In early 2013, the company opened an office in Palo Alto, California, and appointed CEO Joe Hyrkin, formerly of Reverb, Trinity Ventures, and Yahoo!, to helm its Silicon Valley operations. The company soon moved its headquarters to the Palo Alto location. Upon the move, the founders of Issuu stated that they chose the city as they saw social media and digital distribution partnerships as the key to its growth, rather than focusing mostly on publishing relationships. Also in 2013, Issuu acquired the Denmark-based software company Magma, including the company's software that allowed collaboration between editorial teams in organizing, laying out and proofing publications. The financial terms of the acquisition were not disclosed.

In January 2014, Issuu released its Android app. In July 2014, the company released Clip, a tool that allowed readers to take a snapshot of any part of a publication and share that on social media or through email. In October 2014 Issuu released its iOS app to access Issuu on Apple devices. By 2014 the platform hosted more than 18 million publications and had 83 million users.

In 2019, Issuu announced the launch of Issuu Promote, an ad integration tool for Facebook and Instagram, allowing for content to be distributed across multiple social media channels.

The company announced that its iOS and Android apps would be discontinued in April 2023.

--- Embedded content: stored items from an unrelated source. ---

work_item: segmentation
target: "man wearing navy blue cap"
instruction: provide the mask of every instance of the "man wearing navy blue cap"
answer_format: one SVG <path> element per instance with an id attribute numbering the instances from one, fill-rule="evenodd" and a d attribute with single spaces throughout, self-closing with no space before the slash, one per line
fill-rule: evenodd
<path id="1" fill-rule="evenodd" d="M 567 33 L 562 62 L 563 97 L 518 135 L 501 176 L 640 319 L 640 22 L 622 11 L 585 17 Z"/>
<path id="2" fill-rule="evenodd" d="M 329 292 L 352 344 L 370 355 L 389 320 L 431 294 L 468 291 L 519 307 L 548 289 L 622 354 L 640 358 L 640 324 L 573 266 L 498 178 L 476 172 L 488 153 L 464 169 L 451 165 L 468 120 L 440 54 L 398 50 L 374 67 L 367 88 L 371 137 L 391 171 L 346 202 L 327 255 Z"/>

In July 2024, the Italian technology company Bending Spoons announced it had acquired Issuu.

===Funding===
The company obtained $10 million in Series B that closed in 2014. In September 2021, Issuu closed a round of financing that raised $31 million.

==Products and services==
Issuu develops apps that convert PDFs into digital publications that can be shared via links or embedded into websites. Users can edit their publications by customizing the design, using templates, or adding links and multimedia to the pages of their documents. Issuu also provides tools for measuring and monetization of content.

The app includes an offline reading list function that allowed users to read from the Issuu app without being online. The app can also stack publications back to back so that they can be read in succession.